Whisper Transcription Engine
Overview
Opencast can take advantage of Open AI's Whisper Project to generate automatic transcriptions on premise through SpeechToText WoH.
Advantages
- Transcription on more than 80 languages
- Translation to English
- Automatic language detection
- Fast processing (When using a GPU)
- Run locally, no data sent to third parties.
Enable Whisper engine
To enable Whisper as for the SpeechToText
WoH, follow these steps.
- Install whisper on the worker nodes.
- Or install whisper-ctranslate2 for faster processing on CPU.

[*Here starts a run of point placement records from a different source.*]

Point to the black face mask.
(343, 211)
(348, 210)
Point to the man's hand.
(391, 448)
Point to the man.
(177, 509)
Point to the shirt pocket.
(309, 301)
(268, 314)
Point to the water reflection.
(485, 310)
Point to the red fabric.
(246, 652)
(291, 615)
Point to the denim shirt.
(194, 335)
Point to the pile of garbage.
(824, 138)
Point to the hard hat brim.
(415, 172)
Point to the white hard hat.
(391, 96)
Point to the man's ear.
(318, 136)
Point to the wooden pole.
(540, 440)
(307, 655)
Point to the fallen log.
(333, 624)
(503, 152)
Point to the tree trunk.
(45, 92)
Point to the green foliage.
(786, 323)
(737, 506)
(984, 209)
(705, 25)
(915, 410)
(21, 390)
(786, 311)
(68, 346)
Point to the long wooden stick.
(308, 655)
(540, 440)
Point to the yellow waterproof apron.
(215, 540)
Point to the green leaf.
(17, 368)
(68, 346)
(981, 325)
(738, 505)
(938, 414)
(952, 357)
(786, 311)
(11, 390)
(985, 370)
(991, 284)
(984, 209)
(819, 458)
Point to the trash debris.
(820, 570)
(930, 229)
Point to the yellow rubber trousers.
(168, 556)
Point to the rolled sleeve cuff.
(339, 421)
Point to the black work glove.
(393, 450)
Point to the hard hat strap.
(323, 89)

- Enable whisper and set Job load in
org.opencastproject.speechtotext.impl.SpeechToTextServiceImpl.cfg
. - Set the target model to use in
org.opencastproject.speechtotext.impl.engine.WhisperEngine
.
Additional Notes
- Whisper can be run on CPU or GPU, the use of a GPU increase the performance dramatically.

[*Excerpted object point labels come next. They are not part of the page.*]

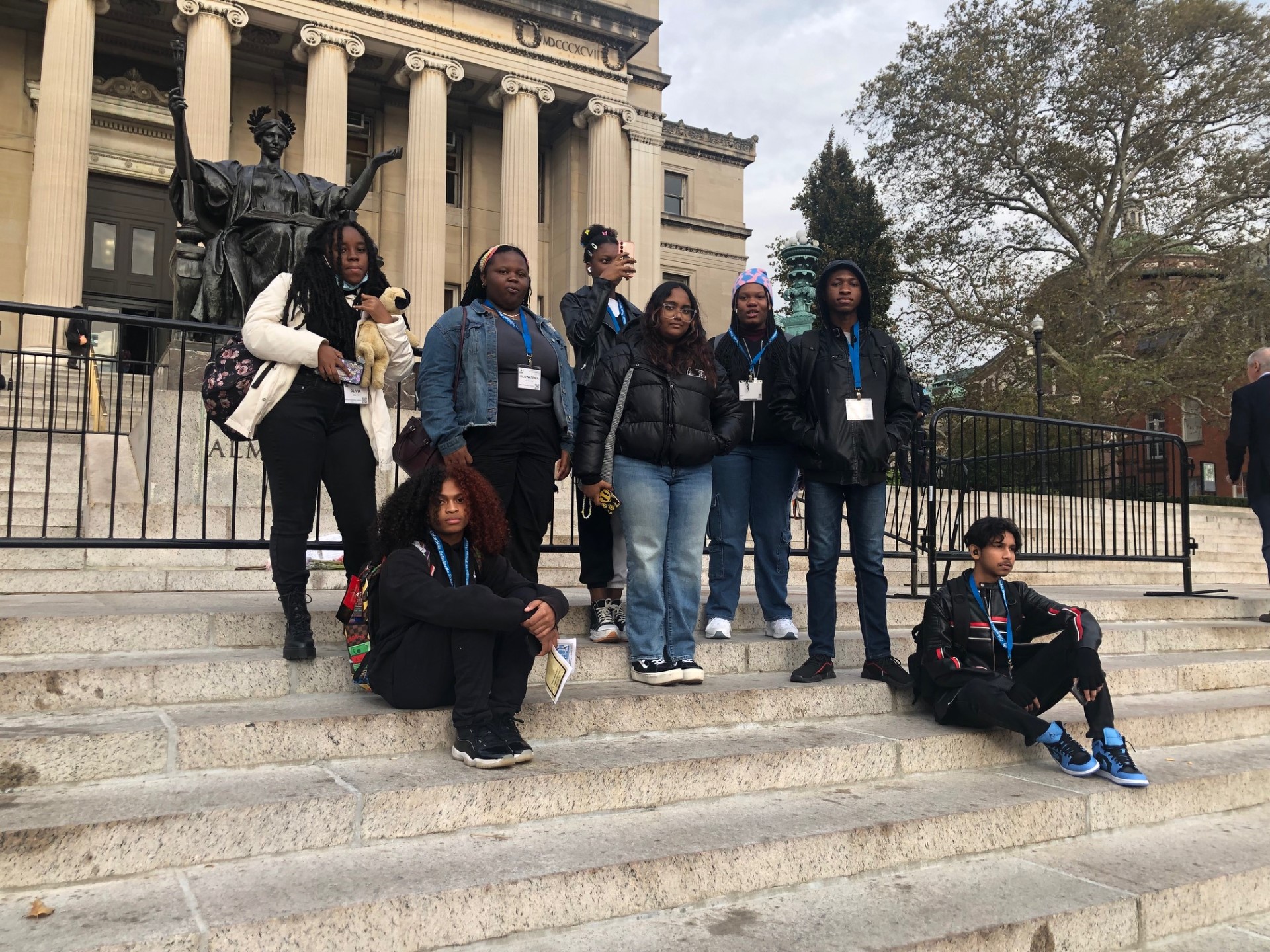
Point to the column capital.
(314, 34)
(232, 13)
(597, 108)
(512, 85)
(419, 61)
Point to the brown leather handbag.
(414, 450)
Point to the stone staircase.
(175, 785)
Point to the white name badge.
(860, 409)
(529, 377)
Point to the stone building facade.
(523, 121)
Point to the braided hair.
(593, 238)
(316, 285)
(476, 291)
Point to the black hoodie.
(810, 403)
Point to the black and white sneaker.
(505, 727)
(603, 626)
(659, 672)
(693, 672)
(480, 746)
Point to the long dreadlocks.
(317, 290)
(476, 290)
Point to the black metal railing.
(1079, 491)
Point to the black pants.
(314, 436)
(519, 457)
(1048, 670)
(482, 673)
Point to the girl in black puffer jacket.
(680, 412)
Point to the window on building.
(454, 169)
(360, 147)
(1156, 424)
(1193, 422)
(676, 193)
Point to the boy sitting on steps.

- There are five languages models available to use, from the lightest (tiny) to the most complete (large), having a bigger model improves the accuracy but diminishes processing speed.
- It's recommended to set a Job load for each machine.

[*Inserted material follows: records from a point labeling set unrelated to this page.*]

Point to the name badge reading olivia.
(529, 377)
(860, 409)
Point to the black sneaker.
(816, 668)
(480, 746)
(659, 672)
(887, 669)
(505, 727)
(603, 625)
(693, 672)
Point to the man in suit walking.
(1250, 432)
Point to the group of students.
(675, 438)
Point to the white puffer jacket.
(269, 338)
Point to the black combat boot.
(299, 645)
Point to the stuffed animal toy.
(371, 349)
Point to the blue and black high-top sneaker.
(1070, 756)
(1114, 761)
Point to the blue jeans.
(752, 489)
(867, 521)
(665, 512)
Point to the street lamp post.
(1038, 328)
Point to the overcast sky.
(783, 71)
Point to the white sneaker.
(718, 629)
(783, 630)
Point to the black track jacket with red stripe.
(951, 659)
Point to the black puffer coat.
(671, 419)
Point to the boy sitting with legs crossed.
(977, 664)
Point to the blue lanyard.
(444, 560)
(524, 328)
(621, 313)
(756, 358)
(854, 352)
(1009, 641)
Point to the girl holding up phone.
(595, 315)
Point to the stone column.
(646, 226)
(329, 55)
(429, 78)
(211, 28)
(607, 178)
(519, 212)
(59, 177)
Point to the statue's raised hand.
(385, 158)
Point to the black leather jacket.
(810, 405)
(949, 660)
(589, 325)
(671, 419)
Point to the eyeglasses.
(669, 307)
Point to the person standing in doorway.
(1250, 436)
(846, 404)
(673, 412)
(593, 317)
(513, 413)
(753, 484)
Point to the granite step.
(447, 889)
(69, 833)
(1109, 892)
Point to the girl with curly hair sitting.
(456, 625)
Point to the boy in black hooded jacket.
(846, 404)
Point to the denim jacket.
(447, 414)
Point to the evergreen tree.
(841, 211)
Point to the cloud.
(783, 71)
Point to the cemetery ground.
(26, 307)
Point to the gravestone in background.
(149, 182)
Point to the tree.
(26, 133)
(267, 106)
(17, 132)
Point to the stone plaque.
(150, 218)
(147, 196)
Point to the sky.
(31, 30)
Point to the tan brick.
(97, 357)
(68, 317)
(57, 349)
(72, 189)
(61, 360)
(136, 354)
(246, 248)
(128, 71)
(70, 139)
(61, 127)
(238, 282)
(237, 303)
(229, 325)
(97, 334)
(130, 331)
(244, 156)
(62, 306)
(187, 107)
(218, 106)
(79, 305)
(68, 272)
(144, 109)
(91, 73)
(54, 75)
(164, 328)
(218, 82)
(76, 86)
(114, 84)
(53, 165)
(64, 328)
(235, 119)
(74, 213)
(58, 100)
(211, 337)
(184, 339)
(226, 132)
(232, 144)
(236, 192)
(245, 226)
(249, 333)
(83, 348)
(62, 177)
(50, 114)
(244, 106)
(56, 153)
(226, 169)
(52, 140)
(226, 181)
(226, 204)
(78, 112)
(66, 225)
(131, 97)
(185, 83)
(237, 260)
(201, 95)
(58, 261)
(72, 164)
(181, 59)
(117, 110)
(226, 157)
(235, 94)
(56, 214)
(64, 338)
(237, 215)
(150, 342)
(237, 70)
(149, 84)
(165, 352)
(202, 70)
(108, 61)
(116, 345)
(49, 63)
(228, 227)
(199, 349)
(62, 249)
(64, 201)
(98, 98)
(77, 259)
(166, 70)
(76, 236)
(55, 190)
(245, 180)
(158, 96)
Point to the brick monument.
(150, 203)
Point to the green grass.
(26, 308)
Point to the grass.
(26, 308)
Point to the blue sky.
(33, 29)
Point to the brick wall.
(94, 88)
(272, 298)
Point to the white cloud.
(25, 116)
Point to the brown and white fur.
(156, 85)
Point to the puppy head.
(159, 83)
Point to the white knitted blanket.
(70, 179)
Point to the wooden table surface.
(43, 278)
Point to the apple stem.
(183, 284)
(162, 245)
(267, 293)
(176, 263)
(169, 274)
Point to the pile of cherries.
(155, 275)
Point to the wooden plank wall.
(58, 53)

- In the case that one want to use only one worker node with Whisper, one can set the job load to be bigger than the size on the non Whisper nodes. The whisper Job will only be run on the Whisper machines (Whose nodes have higher job load set).
- Also, is a good idea on the Whisper node to configure it.
- Avoid workflows failures over not enough memory with parallel transcriptions.
- Performance bottleneck with too many parallel transcriptions.
Whisper-ctranslate2
whisper-ctranslate2 offers the same command line interface as OpenAIs whisper, so it can easily be used in lieu of it. The main benefit of whisper-ctranslate2 is its out-of-the-box processing speed increase, especially on CPUs, compared to OpenAIs whisper. Otherwise the two should behave highly similar, so the above notes still apply.
To use whisper-ctranslate2 instead of OpenAis whisper, change the whisper.root.path
in
org.opencastproject.speechtotext.impl.engine.WhisperEngine
to your installation path.
Additional features:
- Enabling quantization in org.opencastproject.speechtotext.impl.engine.WhisperEngine
can increase processing
speed even further.
- Enabling Voice Activity Detection in org.opencastproject.speechtotext.impl.engine.WhisperEngine
can prevent
whisper from transcribing non-speech or silence.